Lecture du jeudi 21 juin 2018
REPUBLIQUE FRANCAISE

AU NOM DU PEUPLE FRANCAIS



Vu la procédure suivante :

M. C...A...et MmeB..., épouseA..., ont demandé à la Cour nationale du droit d'asile d'annuler respectivement les décisions du 19 octobre 2015 et du 28 juin 2016 de l'Office français de protection des réfugiés et apatrides (OFPRA) qui ont rejeté leurs demandes d'asile et refusé de leur reconnaître la qualité de réfugié ou, à défaut, de leur accorder le bénéfice de la protection subsidiaire. Par une décision n° 16013344, 16026469 du 2 mai 2017, la Cour nationale du droit d'asile a rejeté leur demande.

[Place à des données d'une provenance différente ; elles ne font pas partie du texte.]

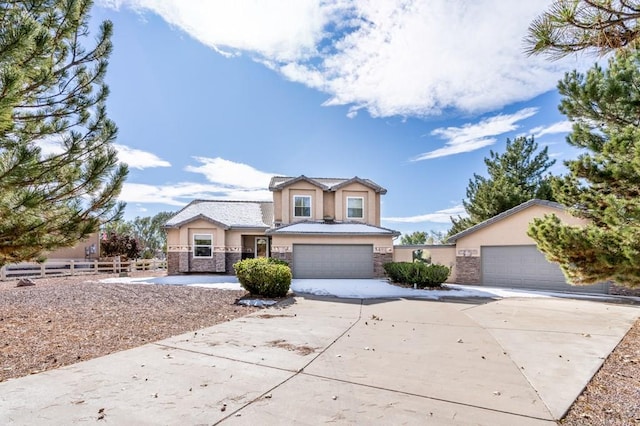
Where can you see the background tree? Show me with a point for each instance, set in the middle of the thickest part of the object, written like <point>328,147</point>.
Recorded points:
<point>148,231</point>
<point>515,176</point>
<point>417,238</point>
<point>52,92</point>
<point>575,25</point>
<point>604,183</point>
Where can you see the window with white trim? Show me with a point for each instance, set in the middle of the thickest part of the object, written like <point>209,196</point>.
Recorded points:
<point>202,245</point>
<point>301,206</point>
<point>355,208</point>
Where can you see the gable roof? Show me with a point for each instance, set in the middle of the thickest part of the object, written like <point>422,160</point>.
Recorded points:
<point>225,214</point>
<point>338,228</point>
<point>326,184</point>
<point>503,215</point>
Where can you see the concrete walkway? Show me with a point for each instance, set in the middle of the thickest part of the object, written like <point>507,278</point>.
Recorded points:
<point>512,361</point>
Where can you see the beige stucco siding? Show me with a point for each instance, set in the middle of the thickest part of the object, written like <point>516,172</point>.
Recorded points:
<point>511,230</point>
<point>441,255</point>
<point>184,235</point>
<point>301,188</point>
<point>367,206</point>
<point>356,190</point>
<point>277,206</point>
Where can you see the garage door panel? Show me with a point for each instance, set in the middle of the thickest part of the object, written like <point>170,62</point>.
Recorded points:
<point>526,267</point>
<point>332,261</point>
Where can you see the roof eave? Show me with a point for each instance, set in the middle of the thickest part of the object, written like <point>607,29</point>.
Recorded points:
<point>520,207</point>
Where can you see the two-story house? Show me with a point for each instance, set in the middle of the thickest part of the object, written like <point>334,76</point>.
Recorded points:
<point>324,228</point>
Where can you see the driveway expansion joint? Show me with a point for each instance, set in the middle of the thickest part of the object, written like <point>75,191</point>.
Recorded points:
<point>432,398</point>
<point>296,373</point>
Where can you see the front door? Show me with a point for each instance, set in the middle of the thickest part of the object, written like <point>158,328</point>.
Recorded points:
<point>262,247</point>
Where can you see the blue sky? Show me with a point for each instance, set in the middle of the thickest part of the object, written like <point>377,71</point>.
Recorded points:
<point>212,98</point>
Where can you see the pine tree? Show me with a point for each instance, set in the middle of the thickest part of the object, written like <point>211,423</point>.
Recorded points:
<point>52,91</point>
<point>604,183</point>
<point>514,177</point>
<point>570,26</point>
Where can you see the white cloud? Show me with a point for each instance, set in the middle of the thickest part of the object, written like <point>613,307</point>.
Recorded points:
<point>475,136</point>
<point>401,57</point>
<point>51,145</point>
<point>277,29</point>
<point>227,181</point>
<point>559,127</point>
<point>182,193</point>
<point>138,159</point>
<point>441,216</point>
<point>229,173</point>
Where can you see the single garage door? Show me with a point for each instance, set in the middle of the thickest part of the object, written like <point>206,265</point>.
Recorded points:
<point>526,267</point>
<point>332,261</point>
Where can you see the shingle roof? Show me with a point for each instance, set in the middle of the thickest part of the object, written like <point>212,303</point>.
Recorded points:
<point>505,214</point>
<point>227,214</point>
<point>327,184</point>
<point>344,228</point>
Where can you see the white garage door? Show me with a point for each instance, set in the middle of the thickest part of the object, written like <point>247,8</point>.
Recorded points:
<point>332,261</point>
<point>526,267</point>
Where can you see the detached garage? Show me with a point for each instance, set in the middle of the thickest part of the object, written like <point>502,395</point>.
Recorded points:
<point>333,261</point>
<point>525,267</point>
<point>499,253</point>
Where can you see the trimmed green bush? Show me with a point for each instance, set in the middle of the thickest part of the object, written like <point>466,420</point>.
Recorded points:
<point>418,273</point>
<point>264,276</point>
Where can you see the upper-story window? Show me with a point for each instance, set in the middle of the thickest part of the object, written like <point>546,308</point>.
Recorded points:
<point>202,245</point>
<point>355,208</point>
<point>301,206</point>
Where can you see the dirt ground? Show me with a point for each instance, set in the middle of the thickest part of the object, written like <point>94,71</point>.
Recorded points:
<point>60,321</point>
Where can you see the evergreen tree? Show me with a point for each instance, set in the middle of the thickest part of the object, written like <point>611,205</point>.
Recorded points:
<point>604,183</point>
<point>570,26</point>
<point>514,177</point>
<point>52,92</point>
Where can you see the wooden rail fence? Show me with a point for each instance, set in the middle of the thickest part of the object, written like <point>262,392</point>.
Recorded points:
<point>54,268</point>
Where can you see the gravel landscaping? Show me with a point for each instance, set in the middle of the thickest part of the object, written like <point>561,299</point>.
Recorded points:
<point>64,320</point>
<point>60,321</point>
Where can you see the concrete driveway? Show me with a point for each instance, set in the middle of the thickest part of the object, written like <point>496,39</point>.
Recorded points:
<point>505,362</point>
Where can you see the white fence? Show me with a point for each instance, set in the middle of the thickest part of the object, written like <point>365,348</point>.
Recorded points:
<point>71,267</point>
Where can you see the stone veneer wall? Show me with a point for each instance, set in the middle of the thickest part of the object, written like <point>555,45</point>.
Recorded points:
<point>468,270</point>
<point>182,262</point>
<point>231,258</point>
<point>380,259</point>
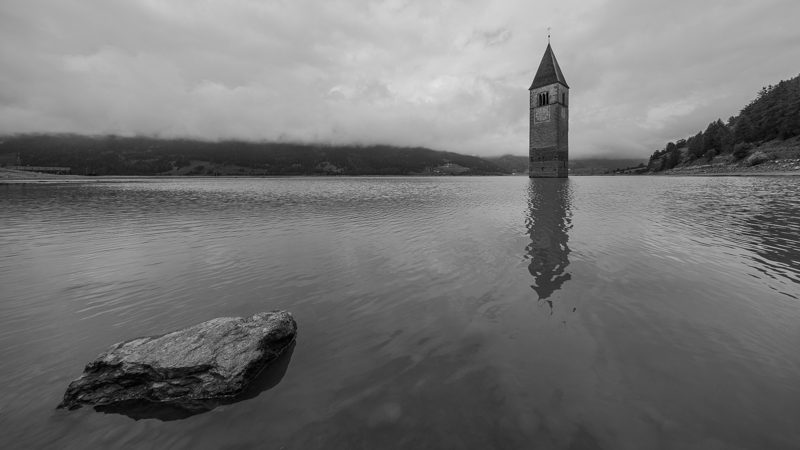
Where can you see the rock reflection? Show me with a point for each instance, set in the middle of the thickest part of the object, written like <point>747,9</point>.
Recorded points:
<point>266,380</point>
<point>548,222</point>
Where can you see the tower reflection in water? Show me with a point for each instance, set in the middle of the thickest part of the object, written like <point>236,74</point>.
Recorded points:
<point>548,223</point>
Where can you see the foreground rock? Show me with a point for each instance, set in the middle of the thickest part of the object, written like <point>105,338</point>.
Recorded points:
<point>189,368</point>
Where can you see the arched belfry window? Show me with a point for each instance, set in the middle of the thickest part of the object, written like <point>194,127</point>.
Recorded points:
<point>544,98</point>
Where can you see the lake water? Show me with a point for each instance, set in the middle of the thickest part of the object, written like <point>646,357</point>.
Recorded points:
<point>451,313</point>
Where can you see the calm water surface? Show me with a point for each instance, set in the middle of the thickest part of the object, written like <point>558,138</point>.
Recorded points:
<point>589,313</point>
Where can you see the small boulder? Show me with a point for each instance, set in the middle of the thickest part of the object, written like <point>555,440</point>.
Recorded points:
<point>187,368</point>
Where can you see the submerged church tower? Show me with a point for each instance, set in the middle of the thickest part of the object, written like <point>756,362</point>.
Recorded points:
<point>549,130</point>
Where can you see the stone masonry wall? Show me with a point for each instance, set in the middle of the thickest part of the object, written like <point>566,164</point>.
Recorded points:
<point>549,133</point>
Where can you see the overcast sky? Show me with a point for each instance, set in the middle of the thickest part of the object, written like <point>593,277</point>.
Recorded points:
<point>448,75</point>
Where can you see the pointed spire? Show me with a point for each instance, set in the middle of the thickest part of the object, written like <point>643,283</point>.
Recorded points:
<point>549,72</point>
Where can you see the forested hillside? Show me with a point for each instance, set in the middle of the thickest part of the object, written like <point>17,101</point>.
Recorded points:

Par un pourvoi sommaire et un mémoire complémentaire, enregistrés le 4 septembre 2017 et le 4 décembre 2017 au secrétariat du contentieux du Conseil d'Etat, M. et MmeA..., demandent au Conseil d'Etat :

1°) d'annuler cette décision ;

2°) réglant l'affaire au fond, de leur reconnaitre la qualité de réfugié ou à défaut leur accorder le bénéfice de la protection subsidiaire ;

3°) de mettre à la charge de l'OFPRA la somme de 2 000 euros à verser à leur avocat, la SCP de Nervo et Poupet au titre de l'article L. 761-1 du code de justice administrative et de l'article 37 de la loi du 10 juillet 1991.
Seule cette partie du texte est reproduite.